O ex-governador de Pernambuco morreu na queda de um avião em Santos, em 2014, enquanto disputava a Presidência da República como candidato de oposição à reeleição da então presidente Dilma Rousseff.
Antônio e Eduardo Campos Foto: Divulgação/ Arquivo
O advogado Antônio Campos reiterou, na quinta-feira, 29 de maio, seu compromisso em cobrar uma investigação definitiva sobre o que classifica como “fortes indícios de assassinato” do seu irmão e ex-governador de Pernambuco, Eduardo Campos (PSB).
O político morreu na queda de um avião em Santos (SP), em 2014, enquanto disputava a Presidência da República como candidato de oposição à reeleição da então presidente Dilma Rousseff (PT).
“O acidente com o avião tem a ver com esse entorno e com esse contexto, que o tempo revelará. Foi um assassinato! Mexeram numa peça do avião, o que seria de difícil prova, métodos muito utilizados por profissionais do crime”, declarou Antônio Campos em entrevista ao jornalista Magno Martins, da Folha de Pernambuco.
A afirmação foi uma reação à declaração do presidente nacional do PSB, Carlos Siqueira, que disse que Dilma teria usado a Agência Brasileira de Inteligência (Abin) para espionar o ex-governador.
Em entrevista concedida à Folha de Pernambuco na quarta-feira (28), Carlos Siqueira afirmou:
“Quando Eduardo saiu pré-candidato, era uma renovação. E a pré-candidatura dele saiu a fórceps, porque a presidente Dilma Rousseff interferiu tanto. Ele sofreu muitas ameaças, teve uma greve em Suape, Dilma botou um agente da Abin lá. Vivi tudo isso intensamente, sei o quanto foi difícil, as dificuldades políticas que passamos foram muito grandes, insufladas pelo governo Dilma e por gente do PT. Infelizmente teve o acidente. Mas essa resistência [contra a renovação] é só do PT”.

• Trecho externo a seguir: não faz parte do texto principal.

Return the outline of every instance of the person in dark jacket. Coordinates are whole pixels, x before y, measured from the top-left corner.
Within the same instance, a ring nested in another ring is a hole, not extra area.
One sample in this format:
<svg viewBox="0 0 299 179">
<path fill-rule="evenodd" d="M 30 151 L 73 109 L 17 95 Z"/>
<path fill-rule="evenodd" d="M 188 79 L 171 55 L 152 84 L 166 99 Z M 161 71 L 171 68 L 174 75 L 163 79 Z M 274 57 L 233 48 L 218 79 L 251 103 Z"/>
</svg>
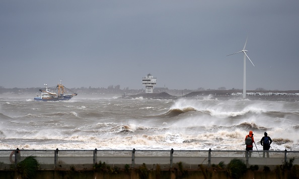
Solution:
<svg viewBox="0 0 299 179">
<path fill-rule="evenodd" d="M 268 136 L 267 132 L 265 132 L 264 135 L 265 136 L 261 139 L 261 145 L 263 146 L 263 150 L 269 150 L 269 149 L 270 149 L 270 145 L 272 143 L 272 139 L 271 139 L 271 137 Z M 265 157 L 265 152 L 263 153 L 263 157 Z M 267 152 L 267 157 L 269 157 L 269 152 Z"/>
</svg>

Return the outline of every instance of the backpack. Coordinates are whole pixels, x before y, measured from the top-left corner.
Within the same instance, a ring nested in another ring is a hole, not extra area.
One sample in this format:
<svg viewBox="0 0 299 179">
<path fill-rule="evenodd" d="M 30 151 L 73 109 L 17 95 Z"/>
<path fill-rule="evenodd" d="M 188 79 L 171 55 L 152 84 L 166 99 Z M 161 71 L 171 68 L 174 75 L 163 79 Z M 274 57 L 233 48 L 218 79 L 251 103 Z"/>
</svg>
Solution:
<svg viewBox="0 0 299 179">
<path fill-rule="evenodd" d="M 264 144 L 269 144 L 270 142 L 269 142 L 269 137 L 265 137 L 264 138 Z"/>
<path fill-rule="evenodd" d="M 249 135 L 247 135 L 246 140 L 245 140 L 245 144 L 248 145 L 252 145 L 252 139 Z"/>
</svg>

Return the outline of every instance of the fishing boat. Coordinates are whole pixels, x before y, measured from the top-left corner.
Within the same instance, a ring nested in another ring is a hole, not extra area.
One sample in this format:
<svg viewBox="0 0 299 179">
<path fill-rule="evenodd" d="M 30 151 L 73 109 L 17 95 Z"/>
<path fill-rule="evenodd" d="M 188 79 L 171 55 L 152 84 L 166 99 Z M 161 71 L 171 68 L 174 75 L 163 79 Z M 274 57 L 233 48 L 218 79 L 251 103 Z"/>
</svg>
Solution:
<svg viewBox="0 0 299 179">
<path fill-rule="evenodd" d="M 77 93 L 65 88 L 61 83 L 60 79 L 59 83 L 56 86 L 48 87 L 46 84 L 46 89 L 40 89 L 40 96 L 37 95 L 34 97 L 34 100 L 49 101 L 64 101 L 71 99 L 73 96 L 77 96 Z"/>
</svg>

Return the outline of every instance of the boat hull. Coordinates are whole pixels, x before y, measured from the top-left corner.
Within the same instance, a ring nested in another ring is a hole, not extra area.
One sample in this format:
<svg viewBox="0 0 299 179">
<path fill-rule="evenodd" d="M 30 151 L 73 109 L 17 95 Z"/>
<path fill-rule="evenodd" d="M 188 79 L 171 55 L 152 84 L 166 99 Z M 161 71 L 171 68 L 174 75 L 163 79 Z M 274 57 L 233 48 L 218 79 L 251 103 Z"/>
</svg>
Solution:
<svg viewBox="0 0 299 179">
<path fill-rule="evenodd" d="M 65 101 L 71 99 L 73 96 L 72 95 L 63 95 L 54 98 L 43 98 L 40 96 L 35 97 L 34 101 Z"/>
</svg>

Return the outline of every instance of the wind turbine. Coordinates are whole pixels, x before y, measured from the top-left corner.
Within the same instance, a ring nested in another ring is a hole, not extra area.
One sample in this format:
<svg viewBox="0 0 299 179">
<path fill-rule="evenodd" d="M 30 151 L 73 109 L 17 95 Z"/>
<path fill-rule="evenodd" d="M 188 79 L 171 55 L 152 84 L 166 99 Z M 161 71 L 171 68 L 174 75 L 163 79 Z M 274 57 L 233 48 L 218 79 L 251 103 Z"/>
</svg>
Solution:
<svg viewBox="0 0 299 179">
<path fill-rule="evenodd" d="M 227 55 L 227 56 L 228 56 L 230 55 L 238 54 L 239 53 L 241 53 L 241 52 L 243 52 L 244 53 L 244 74 L 243 74 L 243 98 L 244 98 L 244 99 L 246 98 L 246 57 L 247 57 L 248 59 L 249 59 L 249 60 L 250 61 L 250 62 L 251 62 L 252 65 L 253 65 L 253 66 L 254 66 L 253 63 L 252 63 L 252 62 L 249 58 L 249 57 L 248 57 L 247 54 L 246 54 L 246 52 L 248 52 L 248 50 L 245 50 L 245 47 L 246 47 L 246 43 L 247 43 L 248 39 L 248 36 L 247 36 L 247 38 L 246 39 L 246 41 L 245 42 L 245 45 L 244 45 L 244 48 L 243 48 L 243 50 L 242 50 L 242 51 L 241 51 L 240 52 L 238 52 L 233 53 L 232 54 Z"/>
</svg>

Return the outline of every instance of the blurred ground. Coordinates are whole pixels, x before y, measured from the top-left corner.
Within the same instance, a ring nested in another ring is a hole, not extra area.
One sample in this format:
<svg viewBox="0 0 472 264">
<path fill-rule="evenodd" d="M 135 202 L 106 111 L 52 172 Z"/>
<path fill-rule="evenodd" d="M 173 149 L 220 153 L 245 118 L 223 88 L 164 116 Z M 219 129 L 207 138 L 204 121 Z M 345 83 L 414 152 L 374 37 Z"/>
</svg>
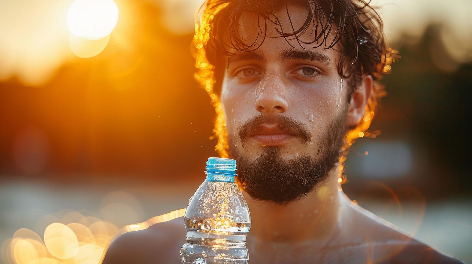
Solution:
<svg viewBox="0 0 472 264">
<path fill-rule="evenodd" d="M 4 180 L 0 184 L 0 241 L 21 228 L 32 229 L 41 236 L 41 223 L 52 219 L 45 216 L 63 214 L 71 210 L 109 221 L 118 227 L 141 222 L 185 208 L 199 184 L 115 182 L 95 184 L 93 187 L 77 184 L 58 188 L 38 182 Z M 420 212 L 423 205 L 414 201 L 400 200 L 399 206 L 399 204 L 392 206 L 388 199 L 361 196 L 357 200 L 364 208 L 415 233 L 439 250 L 472 262 L 472 200 L 455 197 L 427 202 L 424 216 Z M 60 212 L 65 208 L 68 210 Z"/>
</svg>

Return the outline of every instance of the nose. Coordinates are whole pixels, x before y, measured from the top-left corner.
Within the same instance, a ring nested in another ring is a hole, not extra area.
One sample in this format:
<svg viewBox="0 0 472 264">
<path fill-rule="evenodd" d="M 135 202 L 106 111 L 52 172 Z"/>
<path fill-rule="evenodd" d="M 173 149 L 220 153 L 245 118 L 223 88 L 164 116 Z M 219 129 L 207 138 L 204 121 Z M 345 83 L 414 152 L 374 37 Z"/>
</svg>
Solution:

Antônio Campos mencionou ainda que segue em andamento uma ação de produção de provas que tramita na 4ª Vara Federal de Santos (nº 5001663-02.2017.4.03.6104), ajuizada por ele e sua mãe.
A ação busca demonstrar que houve sabotagem em uma peça da aeronave, o que teria provocado um movimento de “pitch down” durante uma manobra mais radical do avião.
“Há pareceres de assistentes técnicos nesse sentido, que foram desconsiderados numa pífia investigação da autoridade policial responsável pelo assunto à época”, afirmou.
Em 2023, Antônio também usou suas redes sociais para revelar que se baseou em duas cartas mediúnicas atribuídas a Eduardo Campos ao solicitar judicialmente a reabertura do inquérito do acidente. Em uma das mensagens, atribuídas ao ex-governador, lê-se:
“Não guardo ódio, mas, sim, ainda, revolta”.
A carta também menciona um olhar de piedade lançado aos “falsos amigos, traidores que foram”, e um aviso de que eles seriam resgatados da “tenebrosa esfera de dor que os aguarda”.
O inquérito chegou a ser desarquivado em setembro de 2023 por decisão da Justiça Federal, mas foi arquivado novamente em abril de 2024, após o juiz Roberto Lemos dos Santos Filho, da 5ª Vara Federal de Santos, remeter o caso à Procuradoria-Geral da República (PGR), que entendeu não haver elementos suficientes para a reabertura das investigações.